My father never was a risk taker, so of course, I tended to take risks. Early on I wanted to get into the sheep business. It was pretty high risk and I hung around with all my sheepherder friends and built fence, and moved sheep on foot, and tore down fence and vaccinated and drenched sheep. One of my friends managed some of his family’s herds down in the desert between Phoenix and Yuma, at a place called Welton. Once he called me to come help him kill rabbits.

I said, “Why?”

He said, “They are eating all my alfalfa and I need it for the sheep.”

I said, “You have hundreds of acres of alfalfa.”

He said, “I got thousands and thousands of rabbits.

Visions of rabbit herds like sheep herds came into mind. Like a dream, I saw myself shooting them as they ran by me, as if I was plinking targets at the carnival. I told him I was in. We loaded two Dodge Chargers full of beer and boys and shotguns and rifles.
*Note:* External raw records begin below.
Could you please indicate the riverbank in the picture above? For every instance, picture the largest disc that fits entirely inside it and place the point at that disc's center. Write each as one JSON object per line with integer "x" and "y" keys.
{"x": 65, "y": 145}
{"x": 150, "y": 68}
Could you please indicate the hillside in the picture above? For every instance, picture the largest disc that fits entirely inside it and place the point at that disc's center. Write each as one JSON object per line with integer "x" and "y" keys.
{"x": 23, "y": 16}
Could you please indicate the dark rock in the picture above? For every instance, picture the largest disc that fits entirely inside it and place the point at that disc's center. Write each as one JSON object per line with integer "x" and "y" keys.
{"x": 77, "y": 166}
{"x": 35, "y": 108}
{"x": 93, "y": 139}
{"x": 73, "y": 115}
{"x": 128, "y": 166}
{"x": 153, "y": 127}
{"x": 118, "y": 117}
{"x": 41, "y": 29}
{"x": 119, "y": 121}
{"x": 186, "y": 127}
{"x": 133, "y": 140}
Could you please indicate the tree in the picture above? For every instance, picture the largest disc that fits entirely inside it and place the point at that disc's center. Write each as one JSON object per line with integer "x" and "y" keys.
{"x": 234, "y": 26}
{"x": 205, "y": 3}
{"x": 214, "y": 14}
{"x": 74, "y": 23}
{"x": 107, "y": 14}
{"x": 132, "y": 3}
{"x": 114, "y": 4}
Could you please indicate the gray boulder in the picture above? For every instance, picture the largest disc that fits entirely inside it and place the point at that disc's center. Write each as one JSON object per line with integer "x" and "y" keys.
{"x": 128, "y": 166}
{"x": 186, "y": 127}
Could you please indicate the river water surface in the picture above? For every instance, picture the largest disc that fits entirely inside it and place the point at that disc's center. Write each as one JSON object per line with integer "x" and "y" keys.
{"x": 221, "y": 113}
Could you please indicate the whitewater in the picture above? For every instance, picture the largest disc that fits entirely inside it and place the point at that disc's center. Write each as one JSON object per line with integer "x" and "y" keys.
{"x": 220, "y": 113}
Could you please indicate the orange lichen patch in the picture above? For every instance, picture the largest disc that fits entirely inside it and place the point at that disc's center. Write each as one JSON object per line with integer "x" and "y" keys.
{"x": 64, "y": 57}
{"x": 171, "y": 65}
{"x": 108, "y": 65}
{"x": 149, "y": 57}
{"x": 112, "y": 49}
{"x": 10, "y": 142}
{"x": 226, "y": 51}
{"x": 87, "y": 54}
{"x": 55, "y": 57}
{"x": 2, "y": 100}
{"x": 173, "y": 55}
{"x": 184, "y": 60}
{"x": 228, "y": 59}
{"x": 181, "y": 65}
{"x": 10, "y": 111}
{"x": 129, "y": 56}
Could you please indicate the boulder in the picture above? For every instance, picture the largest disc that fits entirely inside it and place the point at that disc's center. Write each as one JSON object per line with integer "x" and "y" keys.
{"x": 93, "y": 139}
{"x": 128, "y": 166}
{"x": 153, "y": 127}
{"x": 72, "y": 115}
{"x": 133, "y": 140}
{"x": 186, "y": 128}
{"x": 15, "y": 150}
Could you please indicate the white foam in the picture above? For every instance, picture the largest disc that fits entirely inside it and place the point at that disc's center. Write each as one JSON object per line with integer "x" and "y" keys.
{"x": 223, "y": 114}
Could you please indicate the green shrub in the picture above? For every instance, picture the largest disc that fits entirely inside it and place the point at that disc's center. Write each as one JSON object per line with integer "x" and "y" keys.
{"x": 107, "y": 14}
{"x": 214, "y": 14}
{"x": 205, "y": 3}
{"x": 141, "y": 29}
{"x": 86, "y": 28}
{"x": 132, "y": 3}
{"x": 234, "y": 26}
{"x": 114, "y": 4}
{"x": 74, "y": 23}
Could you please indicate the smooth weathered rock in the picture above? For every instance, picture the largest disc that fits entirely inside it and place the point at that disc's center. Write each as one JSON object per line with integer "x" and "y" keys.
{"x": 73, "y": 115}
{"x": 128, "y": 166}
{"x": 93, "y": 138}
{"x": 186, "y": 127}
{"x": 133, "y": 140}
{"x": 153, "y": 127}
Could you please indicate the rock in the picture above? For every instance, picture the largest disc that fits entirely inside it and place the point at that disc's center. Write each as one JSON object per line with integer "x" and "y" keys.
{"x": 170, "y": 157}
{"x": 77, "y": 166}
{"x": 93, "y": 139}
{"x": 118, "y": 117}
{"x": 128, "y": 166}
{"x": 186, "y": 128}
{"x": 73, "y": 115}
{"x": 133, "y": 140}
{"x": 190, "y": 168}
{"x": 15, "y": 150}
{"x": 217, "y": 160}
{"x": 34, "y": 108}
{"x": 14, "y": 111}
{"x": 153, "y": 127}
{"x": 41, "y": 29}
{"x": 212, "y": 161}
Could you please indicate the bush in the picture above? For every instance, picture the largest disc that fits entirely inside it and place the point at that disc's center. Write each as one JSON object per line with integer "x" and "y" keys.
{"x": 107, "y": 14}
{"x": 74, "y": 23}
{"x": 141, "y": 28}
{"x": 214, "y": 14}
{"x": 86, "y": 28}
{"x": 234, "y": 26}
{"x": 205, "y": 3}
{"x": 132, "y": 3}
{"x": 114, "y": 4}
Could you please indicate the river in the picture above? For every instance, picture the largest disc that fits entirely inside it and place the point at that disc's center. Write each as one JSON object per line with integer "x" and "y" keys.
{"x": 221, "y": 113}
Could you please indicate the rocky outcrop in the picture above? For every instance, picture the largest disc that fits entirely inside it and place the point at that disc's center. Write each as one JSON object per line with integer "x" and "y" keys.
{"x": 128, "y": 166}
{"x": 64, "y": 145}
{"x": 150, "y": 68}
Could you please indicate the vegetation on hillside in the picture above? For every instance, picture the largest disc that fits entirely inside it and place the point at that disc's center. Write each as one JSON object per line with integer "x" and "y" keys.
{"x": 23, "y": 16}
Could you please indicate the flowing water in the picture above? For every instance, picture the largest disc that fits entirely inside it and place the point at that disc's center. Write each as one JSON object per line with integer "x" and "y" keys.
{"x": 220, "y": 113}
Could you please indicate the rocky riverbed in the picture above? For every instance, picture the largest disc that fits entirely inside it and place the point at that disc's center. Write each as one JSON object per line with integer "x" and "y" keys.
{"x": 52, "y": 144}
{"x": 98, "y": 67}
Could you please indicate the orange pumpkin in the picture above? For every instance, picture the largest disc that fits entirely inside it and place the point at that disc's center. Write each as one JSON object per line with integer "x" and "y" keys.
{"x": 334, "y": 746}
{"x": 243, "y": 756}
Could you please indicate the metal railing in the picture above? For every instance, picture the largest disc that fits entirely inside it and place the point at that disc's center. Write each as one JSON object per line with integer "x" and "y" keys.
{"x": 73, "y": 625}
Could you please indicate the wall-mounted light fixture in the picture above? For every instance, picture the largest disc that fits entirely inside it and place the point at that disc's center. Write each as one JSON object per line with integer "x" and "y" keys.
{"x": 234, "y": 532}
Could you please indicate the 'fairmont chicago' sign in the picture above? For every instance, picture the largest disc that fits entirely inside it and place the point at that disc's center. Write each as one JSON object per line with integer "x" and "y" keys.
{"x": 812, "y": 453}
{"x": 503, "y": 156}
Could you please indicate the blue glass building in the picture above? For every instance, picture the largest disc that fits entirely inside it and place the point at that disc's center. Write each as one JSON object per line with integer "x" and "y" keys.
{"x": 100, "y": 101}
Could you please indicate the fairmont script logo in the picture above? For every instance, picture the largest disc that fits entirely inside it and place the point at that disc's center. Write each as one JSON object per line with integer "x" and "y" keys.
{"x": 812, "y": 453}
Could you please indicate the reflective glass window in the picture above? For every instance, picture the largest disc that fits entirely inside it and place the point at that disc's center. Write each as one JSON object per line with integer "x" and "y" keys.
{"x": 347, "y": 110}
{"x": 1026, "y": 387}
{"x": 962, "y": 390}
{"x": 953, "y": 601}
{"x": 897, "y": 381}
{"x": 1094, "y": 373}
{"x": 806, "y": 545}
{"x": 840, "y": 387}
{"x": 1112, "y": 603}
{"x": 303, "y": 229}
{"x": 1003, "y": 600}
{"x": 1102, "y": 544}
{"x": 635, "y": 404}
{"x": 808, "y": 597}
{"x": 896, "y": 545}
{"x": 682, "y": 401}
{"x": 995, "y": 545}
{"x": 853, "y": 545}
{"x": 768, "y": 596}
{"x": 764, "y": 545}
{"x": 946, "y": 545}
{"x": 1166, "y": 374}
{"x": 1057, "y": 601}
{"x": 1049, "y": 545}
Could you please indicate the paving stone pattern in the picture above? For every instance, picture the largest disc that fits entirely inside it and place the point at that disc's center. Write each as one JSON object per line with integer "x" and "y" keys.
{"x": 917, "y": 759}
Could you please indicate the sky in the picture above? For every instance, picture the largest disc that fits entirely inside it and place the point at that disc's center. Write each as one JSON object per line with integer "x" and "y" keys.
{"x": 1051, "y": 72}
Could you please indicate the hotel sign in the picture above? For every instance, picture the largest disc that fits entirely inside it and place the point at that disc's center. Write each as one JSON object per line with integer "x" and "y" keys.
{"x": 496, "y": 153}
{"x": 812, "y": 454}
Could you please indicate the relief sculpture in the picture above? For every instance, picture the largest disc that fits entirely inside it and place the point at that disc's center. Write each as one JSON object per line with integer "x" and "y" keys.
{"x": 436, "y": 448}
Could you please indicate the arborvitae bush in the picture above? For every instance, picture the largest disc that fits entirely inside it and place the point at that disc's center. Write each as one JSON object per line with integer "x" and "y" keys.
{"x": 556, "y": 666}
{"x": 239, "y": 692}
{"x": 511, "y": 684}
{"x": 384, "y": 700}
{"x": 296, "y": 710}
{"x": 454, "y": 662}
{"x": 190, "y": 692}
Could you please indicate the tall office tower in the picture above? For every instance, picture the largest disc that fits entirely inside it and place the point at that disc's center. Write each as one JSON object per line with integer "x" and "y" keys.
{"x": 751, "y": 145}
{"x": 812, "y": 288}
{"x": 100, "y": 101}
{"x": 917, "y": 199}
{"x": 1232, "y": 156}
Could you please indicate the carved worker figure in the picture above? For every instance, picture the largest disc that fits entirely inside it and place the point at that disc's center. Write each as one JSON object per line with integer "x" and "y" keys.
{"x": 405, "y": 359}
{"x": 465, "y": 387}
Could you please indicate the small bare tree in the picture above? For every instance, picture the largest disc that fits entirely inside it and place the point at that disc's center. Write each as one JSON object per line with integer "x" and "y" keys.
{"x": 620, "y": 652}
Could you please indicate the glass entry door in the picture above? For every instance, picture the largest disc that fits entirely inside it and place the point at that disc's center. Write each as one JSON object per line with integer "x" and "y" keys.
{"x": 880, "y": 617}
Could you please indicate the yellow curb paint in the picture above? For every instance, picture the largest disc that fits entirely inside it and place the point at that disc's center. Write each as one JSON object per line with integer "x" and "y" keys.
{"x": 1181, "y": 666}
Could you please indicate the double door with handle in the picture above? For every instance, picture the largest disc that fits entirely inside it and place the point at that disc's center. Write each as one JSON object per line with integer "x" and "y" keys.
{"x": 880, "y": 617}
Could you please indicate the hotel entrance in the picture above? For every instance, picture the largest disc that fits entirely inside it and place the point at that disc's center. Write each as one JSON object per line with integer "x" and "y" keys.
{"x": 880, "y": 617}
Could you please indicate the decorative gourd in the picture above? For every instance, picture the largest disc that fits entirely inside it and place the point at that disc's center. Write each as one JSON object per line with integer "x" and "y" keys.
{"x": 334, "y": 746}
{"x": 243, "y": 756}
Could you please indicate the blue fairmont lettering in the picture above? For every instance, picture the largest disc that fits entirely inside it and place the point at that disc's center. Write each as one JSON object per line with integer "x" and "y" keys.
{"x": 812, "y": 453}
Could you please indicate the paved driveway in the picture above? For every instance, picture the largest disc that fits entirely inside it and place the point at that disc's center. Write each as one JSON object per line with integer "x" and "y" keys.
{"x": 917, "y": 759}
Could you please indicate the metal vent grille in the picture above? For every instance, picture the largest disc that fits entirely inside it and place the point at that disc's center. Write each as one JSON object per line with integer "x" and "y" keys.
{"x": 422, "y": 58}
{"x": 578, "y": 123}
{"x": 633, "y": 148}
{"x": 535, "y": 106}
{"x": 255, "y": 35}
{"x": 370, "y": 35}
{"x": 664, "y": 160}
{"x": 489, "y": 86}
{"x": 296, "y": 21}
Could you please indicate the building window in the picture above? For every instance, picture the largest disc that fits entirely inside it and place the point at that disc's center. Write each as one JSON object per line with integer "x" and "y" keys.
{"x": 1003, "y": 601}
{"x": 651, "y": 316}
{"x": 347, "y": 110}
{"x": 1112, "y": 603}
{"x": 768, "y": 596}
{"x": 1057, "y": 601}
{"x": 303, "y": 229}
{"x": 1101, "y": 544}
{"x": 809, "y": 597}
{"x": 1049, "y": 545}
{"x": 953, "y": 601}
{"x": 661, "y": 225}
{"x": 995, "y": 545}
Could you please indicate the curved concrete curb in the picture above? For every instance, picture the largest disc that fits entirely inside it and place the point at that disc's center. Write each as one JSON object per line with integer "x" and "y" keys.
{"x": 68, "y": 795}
He made us put the weapons in the trunk as he chuckled and mumbled things about overkill.

We got to the fields at night and parked. Instead of lush green, the pastures were buff colored like rabbits. We piled out of the cars with their head lights left on and our host handed us bats and clubs and laughing said, “These are all you will need.”

There was no sport in it, at least for me. But he had bought us beer and hamburgers and said he’d give us each twenty dollars, so I waded in. The hares and rabbits didn’t even run, just looked at us with alarm as we dispatched them….thunk, bonk, whack, thump, thunk; further into the fields we charged, the rabbit carcasses, tularemia or not, left to spoil in the desert heat. The great horned owls who showed up flapped over our heads as if they were chagrined. And why not? They’d had easy pickings. And so did we.

I am not sure we saved any pasturage for my friend. We did get drunk and we crowned a lot of rabbits and hares. Maybe there is a reason they keep showing up in my dreams. Like war dreams.